Wang and Li [73] proposed an SQL query program tracing in which related queries are grouped based on the runtime program trace. However, the approach’s drawback is the reliance on the source code for the SQL tracing grouping that is hashed to the vector matrices for a classifier implementing the SVM algorithm.

Pinzón et al. [74] present a multi-agent approach that uses various classifiers including SVM and neural networks to predict SQLIA from SQL queries behaviour that is stored as cases. Though an ML approach, it mirrors a classical queries comparison. The architecture named CBR cycle is computationally expensive and needs access to source code.

Kim and Lee [138] proposed an approach that uses the SVM classifier for binary classification of internal query representation known as query trees. The training data comprised of feature vectors from transformed query trees of the internal query structure. Its drawback is that it requires access to the source code and is computationally complex because of the size of the query trees.

We reviewed existing literature on SQLI to establish the research gap and defined a research goal to present in this thesis a supervised learning model that uses a data set input from patterns of both expected data and SQLIA types including SQL tokens to train classifiers.
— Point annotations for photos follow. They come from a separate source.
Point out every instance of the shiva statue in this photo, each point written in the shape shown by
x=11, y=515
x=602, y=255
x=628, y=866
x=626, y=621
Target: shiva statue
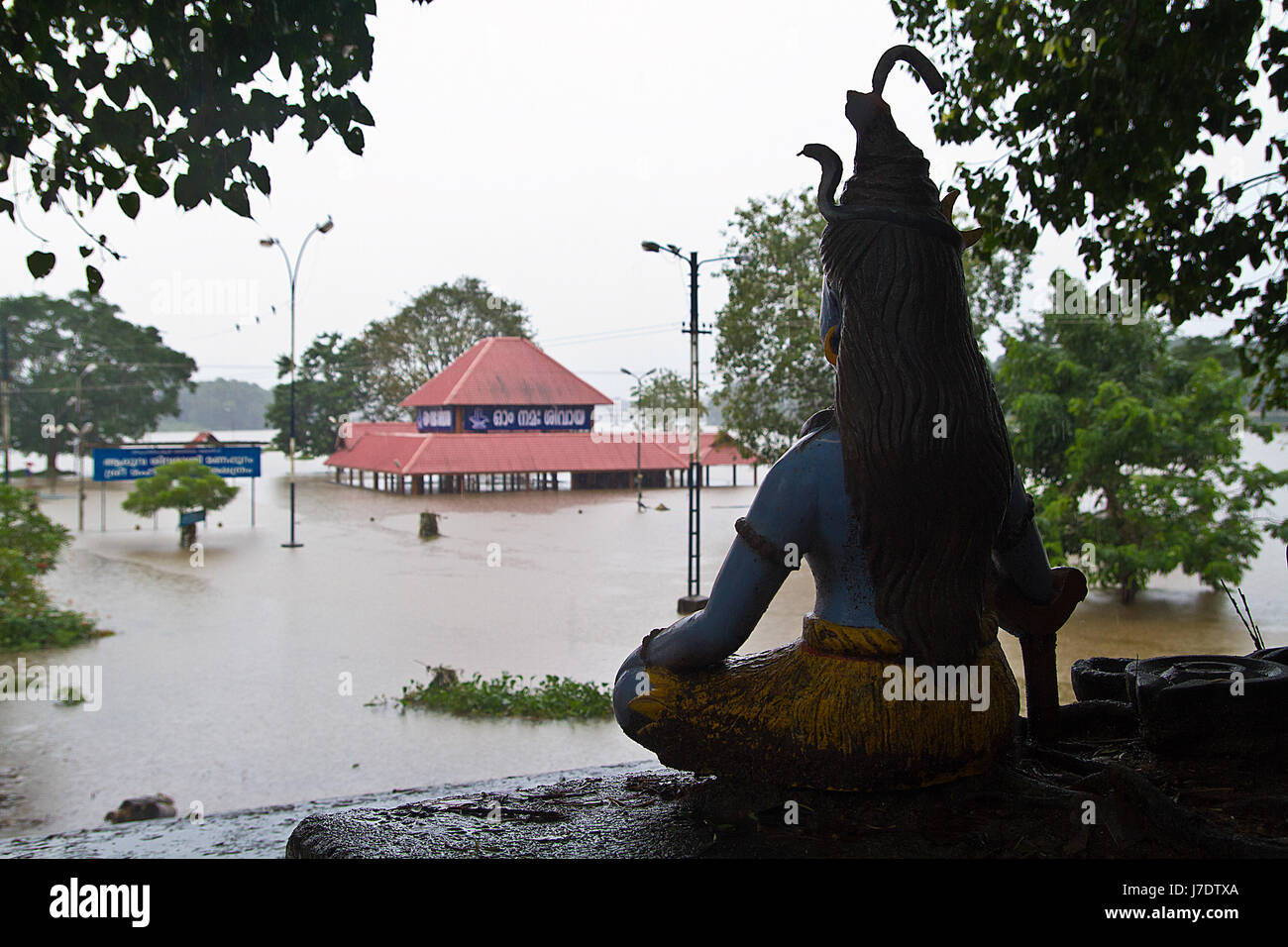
x=905, y=500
We started with an investigation of numerically encoding of both valid data input and patterns of SQLIA types including SQL tokens to test the performance metrics of vector matrices of data set input derived from patterns [61], [62]. We further our approach by applying ML predictive analytics to SQLIA prediction and prevention [63], [64]. The approach presented in this thesis relies on the web requests or data input at runtime to detect SQLIA as against raw queries comparison as proposed in most runtime analysis.